The government shutdown is now the longest in US history. But the president isn’t done sulking yetby Diane Roberts / January 23, 2019 / Leave a comment
Federal prison guards are pulling double shifts. When they can get to work, that is. Federal penitentiaries are often in remote rural areas and since the guards aren’t getting paid, some can’t afford to buy petrol.
Transportation Security officers, the ones who poke through your bag before you get on the plane, are calling in sick: ten per cent of them, as of 21stJanuary. They might simply be fed up or they may be looking for other work. In any case, airport queues are longer than ever.
The government shutdown has now gone on for more than a month—it is the longest in US history. 800,000 people are either working for free—because they’re deemed “essential employees—or else they’ve been furloughed. Some of them will get back pay; some, contract workers who tend to be janitors, food service workers, groundskeepers and other low-wage staff, will not.
They are hostages to Donald Trump’s ego.
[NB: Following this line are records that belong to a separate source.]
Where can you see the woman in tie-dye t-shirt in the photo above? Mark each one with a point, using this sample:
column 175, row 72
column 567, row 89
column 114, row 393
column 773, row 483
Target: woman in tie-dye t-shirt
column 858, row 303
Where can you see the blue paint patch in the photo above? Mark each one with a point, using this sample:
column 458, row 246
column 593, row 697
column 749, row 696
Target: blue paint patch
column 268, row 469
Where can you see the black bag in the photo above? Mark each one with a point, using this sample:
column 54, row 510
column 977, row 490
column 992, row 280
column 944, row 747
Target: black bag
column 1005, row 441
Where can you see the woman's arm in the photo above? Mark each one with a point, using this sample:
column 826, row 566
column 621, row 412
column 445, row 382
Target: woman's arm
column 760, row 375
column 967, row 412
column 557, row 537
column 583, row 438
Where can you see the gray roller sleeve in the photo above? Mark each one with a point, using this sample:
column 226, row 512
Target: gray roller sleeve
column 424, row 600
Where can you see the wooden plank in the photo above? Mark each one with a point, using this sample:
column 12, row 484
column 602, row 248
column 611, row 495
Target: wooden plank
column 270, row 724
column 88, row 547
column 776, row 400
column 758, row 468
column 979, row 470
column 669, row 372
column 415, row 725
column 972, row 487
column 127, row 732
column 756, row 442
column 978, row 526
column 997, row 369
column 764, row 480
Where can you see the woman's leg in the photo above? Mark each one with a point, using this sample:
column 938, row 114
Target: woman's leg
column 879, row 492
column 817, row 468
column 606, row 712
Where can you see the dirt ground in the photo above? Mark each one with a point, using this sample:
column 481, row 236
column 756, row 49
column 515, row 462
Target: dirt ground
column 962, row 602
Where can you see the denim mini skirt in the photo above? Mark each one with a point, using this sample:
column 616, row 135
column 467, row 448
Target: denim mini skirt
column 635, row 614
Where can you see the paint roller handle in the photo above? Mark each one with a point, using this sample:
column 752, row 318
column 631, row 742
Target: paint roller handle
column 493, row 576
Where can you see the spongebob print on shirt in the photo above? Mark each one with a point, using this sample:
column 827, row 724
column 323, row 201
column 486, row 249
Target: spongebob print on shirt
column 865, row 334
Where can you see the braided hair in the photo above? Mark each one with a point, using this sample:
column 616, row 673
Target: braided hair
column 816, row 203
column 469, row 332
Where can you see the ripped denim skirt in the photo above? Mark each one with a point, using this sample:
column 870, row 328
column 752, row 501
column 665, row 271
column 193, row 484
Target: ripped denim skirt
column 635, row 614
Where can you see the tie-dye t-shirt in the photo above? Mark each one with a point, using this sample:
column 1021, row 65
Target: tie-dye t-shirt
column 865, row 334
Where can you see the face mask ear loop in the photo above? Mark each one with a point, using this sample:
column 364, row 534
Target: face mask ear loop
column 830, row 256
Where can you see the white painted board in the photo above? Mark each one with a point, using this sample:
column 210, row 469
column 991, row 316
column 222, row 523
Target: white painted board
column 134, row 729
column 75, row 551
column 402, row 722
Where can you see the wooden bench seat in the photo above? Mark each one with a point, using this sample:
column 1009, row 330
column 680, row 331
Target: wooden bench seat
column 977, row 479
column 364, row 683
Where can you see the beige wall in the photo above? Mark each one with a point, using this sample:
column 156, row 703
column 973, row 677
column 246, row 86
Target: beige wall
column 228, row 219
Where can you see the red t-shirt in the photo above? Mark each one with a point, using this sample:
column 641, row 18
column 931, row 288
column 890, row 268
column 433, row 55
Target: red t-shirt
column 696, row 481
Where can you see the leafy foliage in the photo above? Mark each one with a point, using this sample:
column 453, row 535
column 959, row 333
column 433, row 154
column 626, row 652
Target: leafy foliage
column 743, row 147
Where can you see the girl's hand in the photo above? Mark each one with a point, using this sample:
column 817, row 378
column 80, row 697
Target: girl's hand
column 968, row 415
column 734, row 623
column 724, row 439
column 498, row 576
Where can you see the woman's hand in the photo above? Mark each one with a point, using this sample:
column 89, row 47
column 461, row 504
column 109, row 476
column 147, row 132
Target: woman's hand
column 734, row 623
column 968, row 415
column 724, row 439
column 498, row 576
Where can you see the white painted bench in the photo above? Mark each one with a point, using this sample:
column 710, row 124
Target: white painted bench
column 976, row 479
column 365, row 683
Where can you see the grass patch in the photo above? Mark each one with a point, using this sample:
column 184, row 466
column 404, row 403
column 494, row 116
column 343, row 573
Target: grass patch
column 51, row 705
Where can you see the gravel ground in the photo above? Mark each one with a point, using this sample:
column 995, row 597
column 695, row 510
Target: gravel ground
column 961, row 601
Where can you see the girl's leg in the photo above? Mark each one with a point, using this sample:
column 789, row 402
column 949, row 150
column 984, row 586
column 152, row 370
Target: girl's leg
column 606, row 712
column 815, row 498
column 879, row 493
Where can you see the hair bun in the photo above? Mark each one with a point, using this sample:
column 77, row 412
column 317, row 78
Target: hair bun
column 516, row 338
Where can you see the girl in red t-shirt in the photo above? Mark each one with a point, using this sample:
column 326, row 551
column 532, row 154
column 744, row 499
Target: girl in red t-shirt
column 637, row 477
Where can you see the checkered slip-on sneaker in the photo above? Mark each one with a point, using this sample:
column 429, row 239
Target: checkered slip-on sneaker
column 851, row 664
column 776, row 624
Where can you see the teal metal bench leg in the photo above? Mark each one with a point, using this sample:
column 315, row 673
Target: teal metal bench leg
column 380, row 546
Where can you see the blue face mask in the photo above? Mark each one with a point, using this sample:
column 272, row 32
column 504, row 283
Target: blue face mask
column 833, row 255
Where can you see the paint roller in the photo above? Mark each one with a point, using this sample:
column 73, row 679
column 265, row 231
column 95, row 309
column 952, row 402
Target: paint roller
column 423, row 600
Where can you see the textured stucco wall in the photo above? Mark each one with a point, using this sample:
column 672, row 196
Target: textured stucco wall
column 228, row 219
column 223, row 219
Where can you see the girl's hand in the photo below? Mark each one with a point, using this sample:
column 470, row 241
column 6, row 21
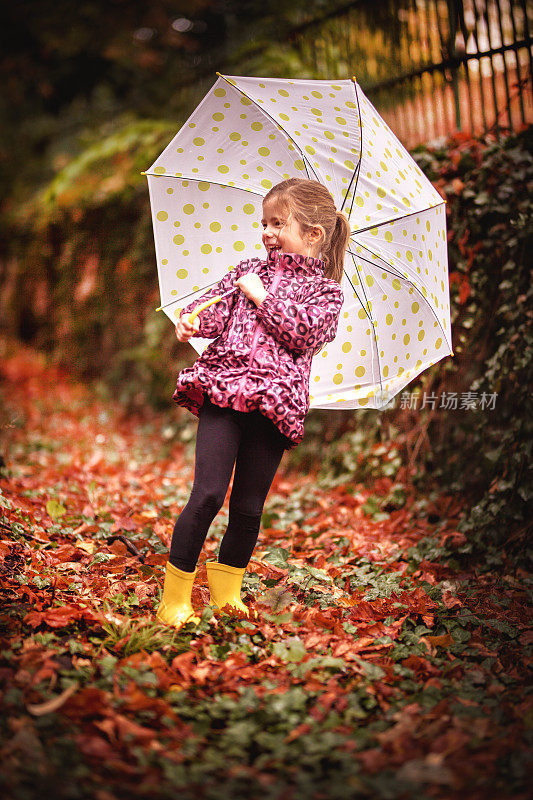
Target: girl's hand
column 252, row 286
column 184, row 329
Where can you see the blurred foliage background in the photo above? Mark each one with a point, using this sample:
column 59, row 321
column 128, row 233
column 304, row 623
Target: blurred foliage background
column 93, row 91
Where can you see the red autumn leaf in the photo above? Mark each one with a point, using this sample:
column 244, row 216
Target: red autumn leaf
column 60, row 617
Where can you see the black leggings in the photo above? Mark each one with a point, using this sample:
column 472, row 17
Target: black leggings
column 227, row 438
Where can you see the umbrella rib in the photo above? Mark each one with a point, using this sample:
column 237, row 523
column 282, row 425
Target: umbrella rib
column 280, row 127
column 205, row 180
column 396, row 219
column 357, row 169
column 415, row 287
column 372, row 326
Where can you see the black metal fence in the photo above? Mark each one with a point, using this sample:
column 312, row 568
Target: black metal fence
column 431, row 67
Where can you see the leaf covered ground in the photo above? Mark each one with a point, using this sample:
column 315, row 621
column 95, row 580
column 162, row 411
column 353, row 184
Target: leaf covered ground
column 376, row 667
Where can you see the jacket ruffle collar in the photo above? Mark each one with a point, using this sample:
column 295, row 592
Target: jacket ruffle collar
column 296, row 262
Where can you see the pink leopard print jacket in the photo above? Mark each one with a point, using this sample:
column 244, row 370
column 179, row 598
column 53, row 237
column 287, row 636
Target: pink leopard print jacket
column 261, row 355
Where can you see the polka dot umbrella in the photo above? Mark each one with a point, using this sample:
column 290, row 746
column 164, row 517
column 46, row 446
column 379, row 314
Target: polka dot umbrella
column 247, row 134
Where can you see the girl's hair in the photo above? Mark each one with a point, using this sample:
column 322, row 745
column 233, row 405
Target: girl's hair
column 312, row 206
Republicans controlled Congress for two years and refused to authorise the $5bn-plus Trump demands for a “wall” across the US-Mexico border. Yet now that Democrats hold the House of Representatives, Trump’s turned the whole thing into a 2020 campaign stunt, aimed at his most fervently xenophobic supporters. In 2018, he had expressed willingness to sign a Bill that devoted only $1.3bn to a border barrier and protected the “Dreamers,” kids illegally brought to the US by their parents, but anti-immigration advocates such as Ann Coulter raised a ruckus. Trump backed away.
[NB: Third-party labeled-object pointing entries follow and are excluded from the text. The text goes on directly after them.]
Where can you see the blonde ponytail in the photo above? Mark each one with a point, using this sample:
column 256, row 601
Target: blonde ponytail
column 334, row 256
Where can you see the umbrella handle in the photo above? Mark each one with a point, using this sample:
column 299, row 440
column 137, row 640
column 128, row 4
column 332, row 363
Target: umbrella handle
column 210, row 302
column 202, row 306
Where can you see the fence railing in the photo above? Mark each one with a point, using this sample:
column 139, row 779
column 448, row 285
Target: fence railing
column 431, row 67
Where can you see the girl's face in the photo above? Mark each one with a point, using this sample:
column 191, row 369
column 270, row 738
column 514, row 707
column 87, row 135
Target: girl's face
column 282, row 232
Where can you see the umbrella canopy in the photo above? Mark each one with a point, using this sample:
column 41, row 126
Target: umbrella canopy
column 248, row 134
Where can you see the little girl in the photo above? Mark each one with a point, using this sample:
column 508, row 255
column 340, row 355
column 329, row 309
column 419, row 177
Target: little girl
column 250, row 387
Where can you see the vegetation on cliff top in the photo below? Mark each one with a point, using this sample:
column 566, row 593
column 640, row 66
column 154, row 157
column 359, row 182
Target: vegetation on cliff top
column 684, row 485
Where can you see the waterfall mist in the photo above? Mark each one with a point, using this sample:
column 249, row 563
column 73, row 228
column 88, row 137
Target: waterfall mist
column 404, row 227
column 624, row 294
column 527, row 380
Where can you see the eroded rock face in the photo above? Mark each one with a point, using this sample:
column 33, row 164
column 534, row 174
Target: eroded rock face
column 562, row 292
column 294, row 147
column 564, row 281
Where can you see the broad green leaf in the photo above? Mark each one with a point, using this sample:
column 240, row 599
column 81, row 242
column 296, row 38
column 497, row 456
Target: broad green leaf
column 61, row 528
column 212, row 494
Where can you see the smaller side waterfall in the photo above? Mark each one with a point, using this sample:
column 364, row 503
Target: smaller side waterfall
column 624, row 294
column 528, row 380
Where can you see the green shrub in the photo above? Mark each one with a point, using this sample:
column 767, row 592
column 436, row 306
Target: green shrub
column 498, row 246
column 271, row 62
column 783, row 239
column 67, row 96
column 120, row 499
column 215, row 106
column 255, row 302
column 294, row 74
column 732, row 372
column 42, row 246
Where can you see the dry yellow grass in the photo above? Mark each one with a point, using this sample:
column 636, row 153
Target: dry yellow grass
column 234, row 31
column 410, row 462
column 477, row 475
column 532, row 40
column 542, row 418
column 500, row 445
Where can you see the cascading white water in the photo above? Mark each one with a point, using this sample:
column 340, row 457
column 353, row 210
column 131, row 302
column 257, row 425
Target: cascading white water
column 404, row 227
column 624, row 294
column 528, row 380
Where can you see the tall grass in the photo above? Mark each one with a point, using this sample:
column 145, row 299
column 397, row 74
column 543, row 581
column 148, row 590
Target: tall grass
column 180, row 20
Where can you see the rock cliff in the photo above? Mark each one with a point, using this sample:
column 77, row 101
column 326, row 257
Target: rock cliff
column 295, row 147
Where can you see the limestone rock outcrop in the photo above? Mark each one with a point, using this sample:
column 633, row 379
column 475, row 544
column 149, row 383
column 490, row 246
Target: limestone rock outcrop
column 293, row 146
Recently he offered a “compromise:” $5.7bn for the wall, but also a three-year pause in deporting those under Temporary Protected Status, people who fled violence in the Sudan, Haiti, El Salvador and Nicaragua, as well as a three-year pause on deporting the “Dreamers.” House speaker Nancy Pelosi pronounced it unacceptable, saying Trump’s offer did not “represent a good faith effort to restore certainty to people’s lives.”
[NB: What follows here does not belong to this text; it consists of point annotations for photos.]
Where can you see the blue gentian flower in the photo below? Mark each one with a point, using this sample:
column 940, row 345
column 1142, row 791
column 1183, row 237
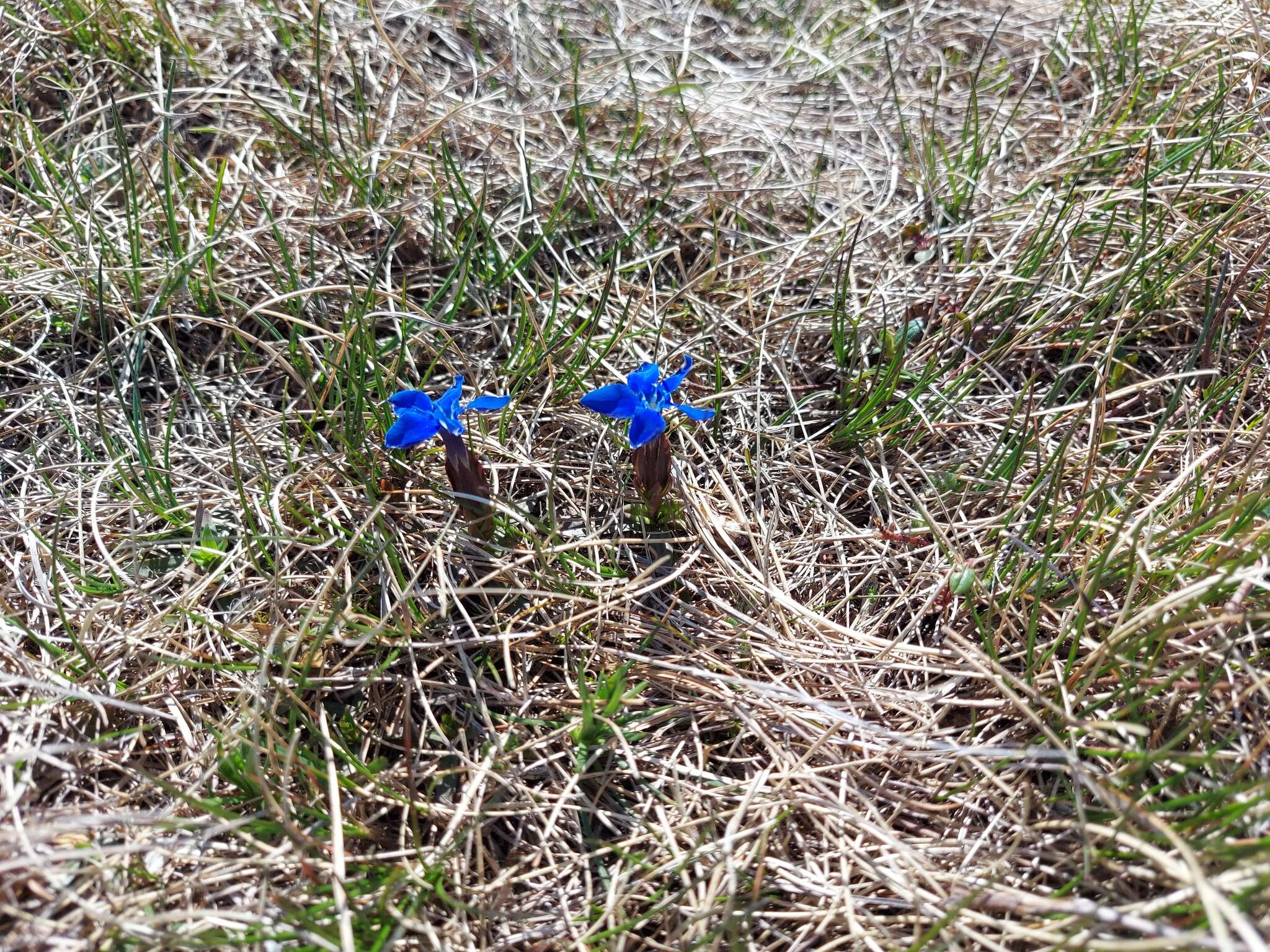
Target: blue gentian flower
column 643, row 399
column 419, row 416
In the Senate, Majority Leader Mitch McConnell, missing in action for weeks as Trump and the House Democrats argued, has pledged to allow the Senate to vote on a Bill to re-open the government and fund the Great Wall of Trump. With Democrats generally united against it, and some Republicans urged to take a tough line by their constituents over the shutdown, it is unlikely to win the 60 votes it needs.